DR DAVID H. HARPOLE, JR (Durham, NC): I think this is a very nice study with your patients and I applaud you for doing this.
I have two points. First of all, it's not surprising that mediastinoscopies aren't necessarily positive because these patients are either recumbent or they're upright, and if you look at the disease burden of mesothelioma, it's usually on the diaphragm and posterior in the mediastinum. My point is that probably this is an ideal case for using endoscopic ultrasound (EUS)-directed biopsy because then you can get those nodes that are more likely going to be involved in the mediastinum, and it certainly may help your N2 studies if you're talking about looking specifically with that, with your extrapleural pneumonectomies and IMRT, that you would diagnose those patients ahead of time.

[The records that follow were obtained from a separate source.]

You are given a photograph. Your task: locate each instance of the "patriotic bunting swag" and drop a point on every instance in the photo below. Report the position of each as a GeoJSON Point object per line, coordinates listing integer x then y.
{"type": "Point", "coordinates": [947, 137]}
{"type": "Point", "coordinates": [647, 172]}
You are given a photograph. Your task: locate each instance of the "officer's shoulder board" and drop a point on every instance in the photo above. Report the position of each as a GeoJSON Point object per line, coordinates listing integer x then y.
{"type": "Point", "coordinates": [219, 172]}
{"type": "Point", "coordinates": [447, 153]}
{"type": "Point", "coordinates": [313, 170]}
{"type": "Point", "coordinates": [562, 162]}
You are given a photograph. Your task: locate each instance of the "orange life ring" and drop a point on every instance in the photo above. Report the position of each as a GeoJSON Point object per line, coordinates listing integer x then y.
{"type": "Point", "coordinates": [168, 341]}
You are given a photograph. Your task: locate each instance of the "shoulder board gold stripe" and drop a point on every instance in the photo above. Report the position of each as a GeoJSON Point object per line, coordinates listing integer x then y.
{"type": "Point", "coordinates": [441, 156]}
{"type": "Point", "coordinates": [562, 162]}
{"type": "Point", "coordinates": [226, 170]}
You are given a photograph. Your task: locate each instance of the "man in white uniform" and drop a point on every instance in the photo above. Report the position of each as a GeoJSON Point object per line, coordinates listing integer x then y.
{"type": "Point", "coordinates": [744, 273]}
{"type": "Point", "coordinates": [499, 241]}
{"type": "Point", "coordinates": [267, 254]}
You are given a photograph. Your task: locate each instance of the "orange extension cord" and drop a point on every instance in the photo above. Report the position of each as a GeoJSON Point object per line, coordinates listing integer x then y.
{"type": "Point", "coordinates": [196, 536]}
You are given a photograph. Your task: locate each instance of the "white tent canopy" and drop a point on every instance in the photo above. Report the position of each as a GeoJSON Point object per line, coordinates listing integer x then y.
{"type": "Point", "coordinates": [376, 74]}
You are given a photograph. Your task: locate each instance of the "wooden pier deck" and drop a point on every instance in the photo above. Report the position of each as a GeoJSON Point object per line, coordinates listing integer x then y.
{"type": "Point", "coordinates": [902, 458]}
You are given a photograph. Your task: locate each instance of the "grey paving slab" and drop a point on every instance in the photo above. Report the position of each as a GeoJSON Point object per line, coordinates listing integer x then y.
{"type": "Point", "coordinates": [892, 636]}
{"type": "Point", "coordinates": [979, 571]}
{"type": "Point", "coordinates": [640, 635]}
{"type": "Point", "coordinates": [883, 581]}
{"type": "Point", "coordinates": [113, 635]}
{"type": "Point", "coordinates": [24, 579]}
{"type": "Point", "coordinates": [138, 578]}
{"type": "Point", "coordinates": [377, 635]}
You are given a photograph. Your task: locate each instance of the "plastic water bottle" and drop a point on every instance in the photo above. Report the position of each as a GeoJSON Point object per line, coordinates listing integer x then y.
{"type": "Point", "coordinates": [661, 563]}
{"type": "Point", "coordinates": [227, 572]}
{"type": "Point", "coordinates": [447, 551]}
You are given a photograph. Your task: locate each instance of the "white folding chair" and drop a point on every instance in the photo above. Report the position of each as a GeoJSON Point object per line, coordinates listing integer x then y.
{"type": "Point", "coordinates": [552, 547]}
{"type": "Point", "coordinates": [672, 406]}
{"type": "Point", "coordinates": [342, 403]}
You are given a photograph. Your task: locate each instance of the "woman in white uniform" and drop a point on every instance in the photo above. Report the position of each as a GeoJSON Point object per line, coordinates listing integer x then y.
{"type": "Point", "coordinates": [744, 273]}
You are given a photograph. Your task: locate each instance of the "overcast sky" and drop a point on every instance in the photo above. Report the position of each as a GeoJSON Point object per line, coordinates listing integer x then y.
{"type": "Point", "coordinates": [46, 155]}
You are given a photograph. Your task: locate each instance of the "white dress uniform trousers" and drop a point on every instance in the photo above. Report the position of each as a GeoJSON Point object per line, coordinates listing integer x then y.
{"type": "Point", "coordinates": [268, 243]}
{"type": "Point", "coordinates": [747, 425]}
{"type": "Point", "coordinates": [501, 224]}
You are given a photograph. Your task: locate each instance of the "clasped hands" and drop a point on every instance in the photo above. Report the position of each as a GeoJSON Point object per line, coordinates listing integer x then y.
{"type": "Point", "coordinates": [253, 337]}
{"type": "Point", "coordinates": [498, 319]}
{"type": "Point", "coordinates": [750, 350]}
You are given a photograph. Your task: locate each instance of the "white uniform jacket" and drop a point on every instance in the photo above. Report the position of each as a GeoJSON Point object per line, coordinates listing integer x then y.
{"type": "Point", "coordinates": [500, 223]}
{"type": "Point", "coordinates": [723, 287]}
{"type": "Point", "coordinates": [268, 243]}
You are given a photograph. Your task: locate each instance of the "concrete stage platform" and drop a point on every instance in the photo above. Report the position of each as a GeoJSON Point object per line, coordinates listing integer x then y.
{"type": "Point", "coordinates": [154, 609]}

Secondly, I have not been doing the lavage but actually do the mediastinoscopy and then use the mediastinoscope in the abdomen because I don't have to insufflate. You just do a little 1.5-cm subcostal incision on the right or left side where you're going to do this. The mediastinoscope gives you a beautiful view of the whole hemidiaphragm from underneath, so you can see the whole dome and then you can biopsy any abnormalities, and, again, if you're doing it at one setting, you don't have the problem of a pneumonectomy patient who has a bellyful of CO2 afterwards. That's just a comment on a possibly helpful way of doing this.
Thanks.
DR RICE: That's an interesting technique. I'll have to try that. The addition of EUS biopsy of mediastinal nodes is also probably a very reasonable thing to do and would likely improve detection of nodal metastases.